Um dos rostos mais emblemáticos do cinema brasileiro, que traduz tanto o operário, como o bandido pobre, José Dumont, depois de superar a infância difícil numa família de modestos recursos, no interior da Paraíba e as dificuldades de um migrante na cidade grande, teve que vencer, também, os obstáculos no mercado de trabalho e na produção cinematográfica brasileira, quase extinta nas décadas de 60, 70 e 80. Hoje é um ator premiado no cinema e na televisão, participando de filmes que ajudaram a levantar o cinema nacional.

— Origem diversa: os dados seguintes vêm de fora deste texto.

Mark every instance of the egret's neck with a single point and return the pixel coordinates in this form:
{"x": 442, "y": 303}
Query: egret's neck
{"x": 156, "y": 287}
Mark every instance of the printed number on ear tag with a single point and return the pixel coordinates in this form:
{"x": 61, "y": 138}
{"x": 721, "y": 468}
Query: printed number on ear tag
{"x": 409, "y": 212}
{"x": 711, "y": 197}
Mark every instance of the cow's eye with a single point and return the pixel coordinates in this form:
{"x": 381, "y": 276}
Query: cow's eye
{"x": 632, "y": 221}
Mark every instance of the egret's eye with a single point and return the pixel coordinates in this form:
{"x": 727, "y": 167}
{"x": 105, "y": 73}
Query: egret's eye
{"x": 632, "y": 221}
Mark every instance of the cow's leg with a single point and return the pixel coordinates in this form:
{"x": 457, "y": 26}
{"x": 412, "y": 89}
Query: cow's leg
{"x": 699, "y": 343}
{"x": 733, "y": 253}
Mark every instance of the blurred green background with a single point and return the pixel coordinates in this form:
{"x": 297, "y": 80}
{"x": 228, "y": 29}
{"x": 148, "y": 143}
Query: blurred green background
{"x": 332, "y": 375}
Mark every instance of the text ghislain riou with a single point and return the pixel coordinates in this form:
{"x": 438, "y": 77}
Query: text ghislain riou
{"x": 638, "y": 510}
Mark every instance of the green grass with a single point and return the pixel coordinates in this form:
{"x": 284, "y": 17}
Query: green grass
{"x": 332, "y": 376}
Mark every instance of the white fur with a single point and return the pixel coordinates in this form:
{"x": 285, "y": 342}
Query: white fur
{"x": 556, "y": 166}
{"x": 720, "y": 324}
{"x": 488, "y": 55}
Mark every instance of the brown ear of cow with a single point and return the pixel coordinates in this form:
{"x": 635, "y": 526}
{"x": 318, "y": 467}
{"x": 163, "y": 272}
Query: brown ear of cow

Nascido na cidade de Belém de Caiçara, Paraíba, em 01/08/1950, José Dumont começou a atuar no teatro ainda nos anos 70 e já participou de mais de trinta filmes, entre eles: Lúcio Flávio — O Passageiro da Agonia, Gaijin, O Homem Que Virou Suco, O Baiano Fantasma, Avaeté, Tigipó, A Hora da Estrela, Brincando nos Campos do Senhor, Kenoma e Abril Despedaçado.
Na TV, além do clássico Morte e Vida Severina, José Dumont fez novelas e séries como: Terra Nostra, Brava Gente, Mandacaru, Tocaia Grande, Guerra Sem Fim, Amazônia, Rosa dos Rumos, Pantanal, Olho por Olho, Carmem, Grande Sertão Veredas, De Quina Pra Lua, Corpo a Corpo, Padre Cícero, Bandidos da Falange, Lampião e Maria Bonita (fez Zé Rufino) e o premiado Plantão de Polícia.
Autodidata, aprendeu a ler sozinho, através de folhetos de cordel que via em uma feira próxima a sua casa. Mais tarde, lá mesmo, na Paraíba, fez o curso primário e chegou até a 6ª série. Não pôde prosseguir por causa da pobreza tremenda. Brincalhão, costuma dizer que, de tão pobre, sua família fazia parte da classe miserável C, porque pobre A ele é hoje.
Mas, não se pense que Dumont parou de estudar no primário e ficou nisso. Ele lê muito e procura se informar. Está sempre inquieto e com um olhar aguçado para o mundo — o que, afirma, o ajuda a aprender a vida.
Absolutamente crítico, fala sem rodeios sobre o massacre que a cultura popular, democrática e nacional sofreu a partir da ditadura. De forma objetiva e direta explica o cinema brasileiro, hoje, e no futuro.
Na trilha de um ator popular
Tudo começou quando, em 1972, o brasileiro nordestino José Dumont deixou a Paraíba para tentar ser marinheiro em Santos, SP, depois de concluir um curso na Marinha Mercante. Como não conseguiu embarcar, ficou em São Paulo e trabalhou como carteiro, coisa que durou dois anos e pouco. “Tenho um caminho do migrante comum. Minha história é como a de qualquer outro migrante, que vem para a cidade grande tentar escapar da miséria”, define.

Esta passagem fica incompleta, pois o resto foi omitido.